However, there is an effort underway in Utah to lower the legal blood-alcohol concentration for driving to .05 — a first in the nation. Currently, all 50 states have a .08 cap.
Rep. Norm Thurston, R-Provo plans to introduce a bill on the issue in the upcoming legislative session.
“Impairment starts with the first drink, and we want to establish this state as one where you just simply do not drink and drive,” said Thurston, noting he worked with officials from the Utah Highway Patrol while drafting the legislation. “This is all about safety.”
The American Beverage Institute portrayed it as “criminalizing perfectly responsible behavior.”
That’s the same argument coming from some detractors of the proposed legislation in Utah.
“Why not focus on reducing the speed limit, or limiting texting while driving?” said Connor Boyack, president of Libertas Institute, located outside Salt Lake City. “Those are real factors in causing traffic deaths.… This would just criminalize people not causing any problems.”

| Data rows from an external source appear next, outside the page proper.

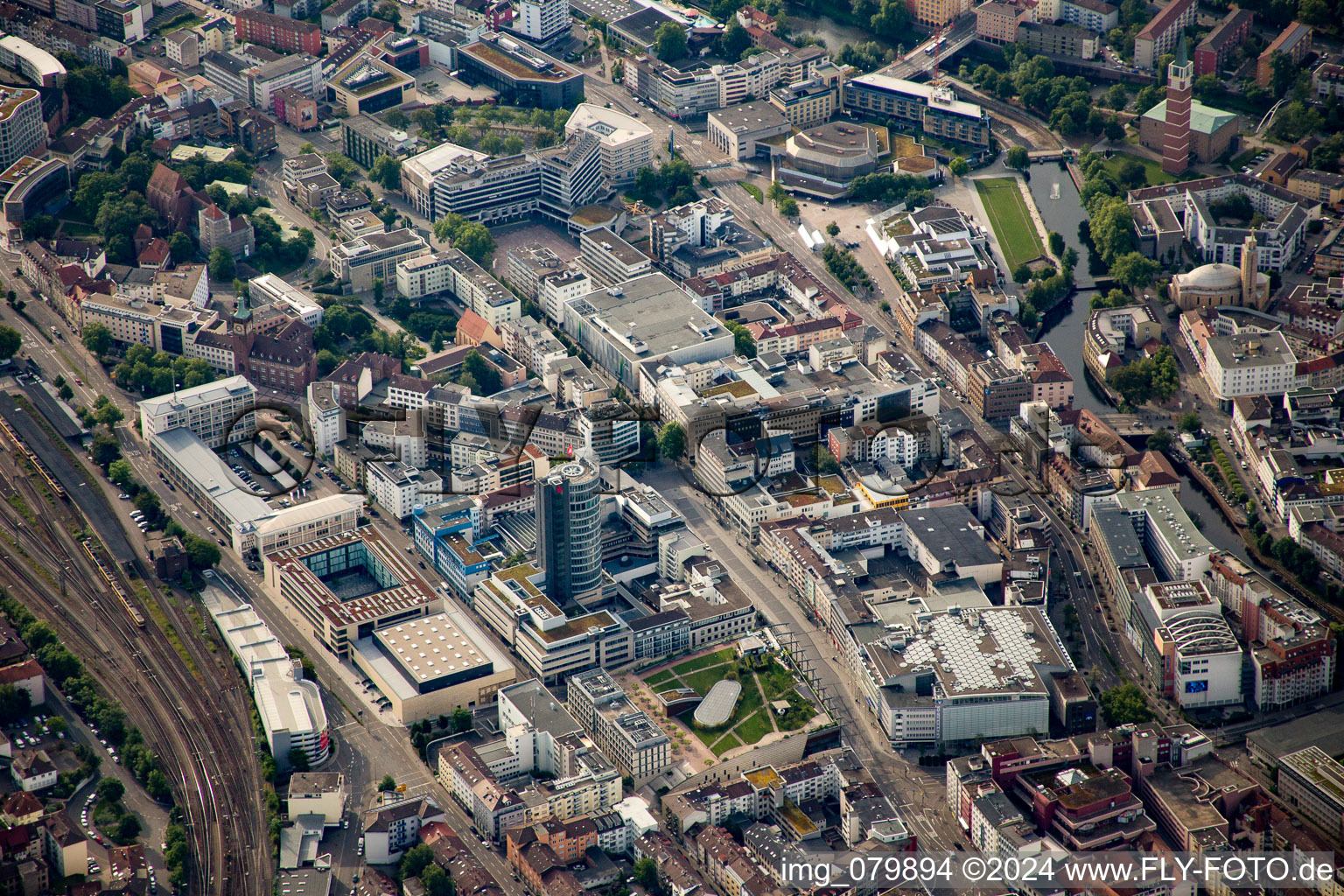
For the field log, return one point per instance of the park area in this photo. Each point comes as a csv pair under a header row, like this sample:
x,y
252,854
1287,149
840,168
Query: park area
x,y
764,682
1008,215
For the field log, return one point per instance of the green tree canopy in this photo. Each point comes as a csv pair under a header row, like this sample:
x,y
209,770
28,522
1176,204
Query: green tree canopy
x,y
669,42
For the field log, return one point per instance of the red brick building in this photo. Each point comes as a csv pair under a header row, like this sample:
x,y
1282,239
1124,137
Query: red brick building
x,y
295,109
278,32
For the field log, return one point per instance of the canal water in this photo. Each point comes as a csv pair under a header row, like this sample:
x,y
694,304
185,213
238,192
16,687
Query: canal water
x,y
1060,208
835,34
1062,211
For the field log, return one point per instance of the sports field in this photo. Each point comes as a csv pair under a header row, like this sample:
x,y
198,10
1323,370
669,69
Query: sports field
x,y
1016,234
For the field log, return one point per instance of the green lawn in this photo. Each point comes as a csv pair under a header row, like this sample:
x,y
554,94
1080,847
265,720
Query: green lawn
x,y
715,659
754,727
1152,168
1010,220
750,700
724,745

Art Brown, president of the Utah chapter of Mothers Against Drunk Driving, has stated that the group would not support Thurston’s proposal. Instead, he said, the group prefers to focus on interlock devices prohibiting people from driving drunk.

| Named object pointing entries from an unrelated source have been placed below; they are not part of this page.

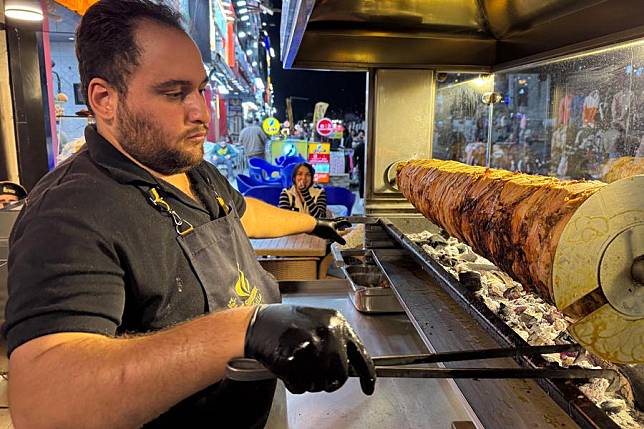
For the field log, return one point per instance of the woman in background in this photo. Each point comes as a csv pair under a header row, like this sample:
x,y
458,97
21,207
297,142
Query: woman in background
x,y
302,196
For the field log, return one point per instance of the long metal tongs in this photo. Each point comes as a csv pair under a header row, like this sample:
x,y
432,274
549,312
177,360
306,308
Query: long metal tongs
x,y
242,369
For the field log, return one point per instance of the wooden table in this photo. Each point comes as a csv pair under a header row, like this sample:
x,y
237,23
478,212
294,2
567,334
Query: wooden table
x,y
293,245
296,257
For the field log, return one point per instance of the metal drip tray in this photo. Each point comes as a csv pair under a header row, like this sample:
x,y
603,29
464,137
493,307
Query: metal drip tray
x,y
370,289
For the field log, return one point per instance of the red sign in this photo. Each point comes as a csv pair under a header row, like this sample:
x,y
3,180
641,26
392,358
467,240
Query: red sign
x,y
324,127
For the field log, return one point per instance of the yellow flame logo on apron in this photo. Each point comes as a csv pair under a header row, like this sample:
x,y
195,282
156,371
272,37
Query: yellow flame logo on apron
x,y
246,295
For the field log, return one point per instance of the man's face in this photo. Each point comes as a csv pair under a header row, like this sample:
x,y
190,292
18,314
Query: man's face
x,y
5,199
163,120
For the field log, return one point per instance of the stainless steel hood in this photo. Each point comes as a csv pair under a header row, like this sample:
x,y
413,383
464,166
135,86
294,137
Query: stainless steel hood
x,y
484,35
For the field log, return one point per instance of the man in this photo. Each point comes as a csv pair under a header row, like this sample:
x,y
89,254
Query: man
x,y
132,282
11,192
253,139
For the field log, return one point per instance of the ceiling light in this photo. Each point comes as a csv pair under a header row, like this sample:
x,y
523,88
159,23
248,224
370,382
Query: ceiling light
x,y
23,13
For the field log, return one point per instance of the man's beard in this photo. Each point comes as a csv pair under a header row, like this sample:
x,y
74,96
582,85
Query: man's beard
x,y
143,140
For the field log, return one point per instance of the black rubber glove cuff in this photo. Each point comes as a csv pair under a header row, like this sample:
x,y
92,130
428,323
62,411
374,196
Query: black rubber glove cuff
x,y
328,229
310,349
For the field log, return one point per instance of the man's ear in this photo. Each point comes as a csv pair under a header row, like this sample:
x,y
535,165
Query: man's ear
x,y
103,98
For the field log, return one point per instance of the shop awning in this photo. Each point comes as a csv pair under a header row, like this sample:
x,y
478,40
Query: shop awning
x,y
456,34
78,6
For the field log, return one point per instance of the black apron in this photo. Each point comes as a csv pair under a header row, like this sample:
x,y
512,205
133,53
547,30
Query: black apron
x,y
224,261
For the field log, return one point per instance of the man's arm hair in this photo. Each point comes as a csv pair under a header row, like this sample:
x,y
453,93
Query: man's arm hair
x,y
92,381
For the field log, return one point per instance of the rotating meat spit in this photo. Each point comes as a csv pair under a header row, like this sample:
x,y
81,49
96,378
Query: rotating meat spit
x,y
579,244
599,259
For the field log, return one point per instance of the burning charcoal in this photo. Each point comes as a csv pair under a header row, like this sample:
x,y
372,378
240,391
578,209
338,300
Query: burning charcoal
x,y
519,309
502,309
471,280
528,319
611,407
512,294
549,317
467,257
437,240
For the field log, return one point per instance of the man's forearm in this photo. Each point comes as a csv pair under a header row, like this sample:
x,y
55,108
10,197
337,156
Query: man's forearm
x,y
263,220
91,381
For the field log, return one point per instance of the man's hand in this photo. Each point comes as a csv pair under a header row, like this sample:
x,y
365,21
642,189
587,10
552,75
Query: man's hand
x,y
310,349
328,229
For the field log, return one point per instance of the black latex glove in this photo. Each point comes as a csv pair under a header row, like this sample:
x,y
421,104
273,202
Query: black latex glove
x,y
328,229
310,349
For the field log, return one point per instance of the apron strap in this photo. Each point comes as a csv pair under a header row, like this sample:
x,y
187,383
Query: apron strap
x,y
181,226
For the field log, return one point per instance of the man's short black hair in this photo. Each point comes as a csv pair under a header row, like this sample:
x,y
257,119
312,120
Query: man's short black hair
x,y
105,42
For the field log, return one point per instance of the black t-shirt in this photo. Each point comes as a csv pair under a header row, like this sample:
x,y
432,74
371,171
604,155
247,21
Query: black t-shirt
x,y
90,253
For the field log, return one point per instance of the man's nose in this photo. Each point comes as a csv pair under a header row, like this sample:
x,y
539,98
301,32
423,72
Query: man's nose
x,y
197,107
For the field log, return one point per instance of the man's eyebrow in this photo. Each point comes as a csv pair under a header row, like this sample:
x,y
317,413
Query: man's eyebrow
x,y
173,83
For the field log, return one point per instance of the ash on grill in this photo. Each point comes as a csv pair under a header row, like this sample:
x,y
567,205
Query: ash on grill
x,y
536,321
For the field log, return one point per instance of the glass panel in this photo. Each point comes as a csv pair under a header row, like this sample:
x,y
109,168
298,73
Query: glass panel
x,y
571,118
461,118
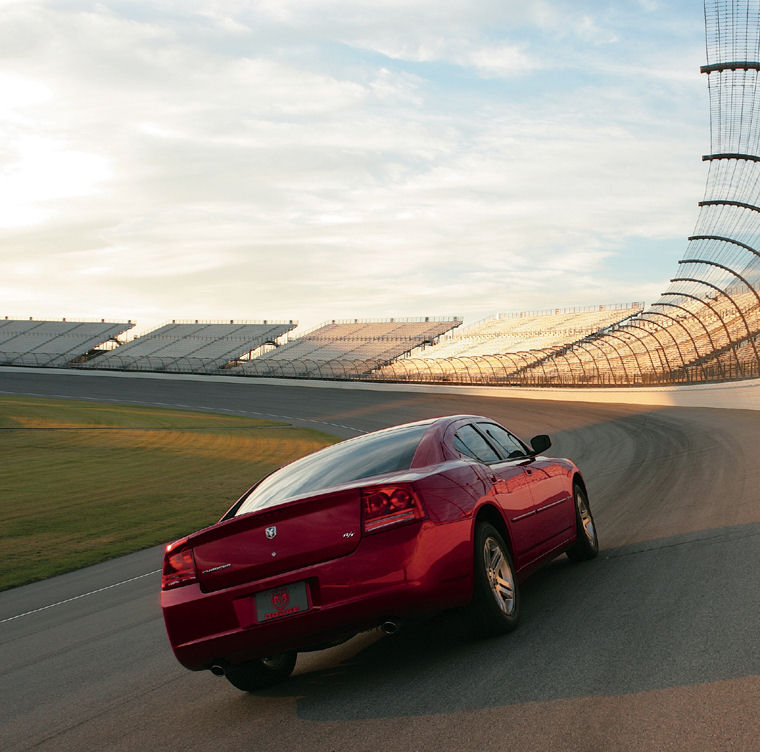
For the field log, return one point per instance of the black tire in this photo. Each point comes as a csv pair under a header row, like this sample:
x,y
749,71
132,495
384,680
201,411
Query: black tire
x,y
261,673
586,544
495,606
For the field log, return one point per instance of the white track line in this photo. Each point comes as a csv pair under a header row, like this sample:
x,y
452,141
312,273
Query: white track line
x,y
77,597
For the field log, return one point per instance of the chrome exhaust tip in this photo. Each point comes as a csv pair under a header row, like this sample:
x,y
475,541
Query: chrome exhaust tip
x,y
218,670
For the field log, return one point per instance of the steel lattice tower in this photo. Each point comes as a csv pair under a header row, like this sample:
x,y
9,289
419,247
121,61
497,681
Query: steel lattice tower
x,y
705,326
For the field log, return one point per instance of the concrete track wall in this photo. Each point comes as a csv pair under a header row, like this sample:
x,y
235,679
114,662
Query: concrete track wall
x,y
736,395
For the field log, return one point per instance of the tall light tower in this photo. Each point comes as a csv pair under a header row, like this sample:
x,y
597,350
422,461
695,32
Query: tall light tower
x,y
719,276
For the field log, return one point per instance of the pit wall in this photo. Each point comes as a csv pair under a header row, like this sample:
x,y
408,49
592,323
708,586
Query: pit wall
x,y
735,395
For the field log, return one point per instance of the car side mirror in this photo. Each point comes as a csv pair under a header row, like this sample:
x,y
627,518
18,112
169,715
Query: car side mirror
x,y
540,443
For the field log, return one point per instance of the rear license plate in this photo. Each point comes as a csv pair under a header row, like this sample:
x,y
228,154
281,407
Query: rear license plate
x,y
282,601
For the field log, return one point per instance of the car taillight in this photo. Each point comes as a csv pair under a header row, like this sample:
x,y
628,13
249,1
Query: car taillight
x,y
389,505
179,565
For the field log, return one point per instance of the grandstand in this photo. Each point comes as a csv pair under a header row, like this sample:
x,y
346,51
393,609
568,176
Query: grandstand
x,y
706,325
200,347
31,342
343,349
535,330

"MADD's position is we really emphasize interlocks and getting those on people and staying .08," Brown said.
According to the Utah Highway Safety Office, alcohol is not a major cause of fatal automobile crashes. Drunk driving was a contributing factor in about 13% of fatal crashes last year. By contrast, speed played a role in 37% of deaths, and no seat belt use was a factor in 31%.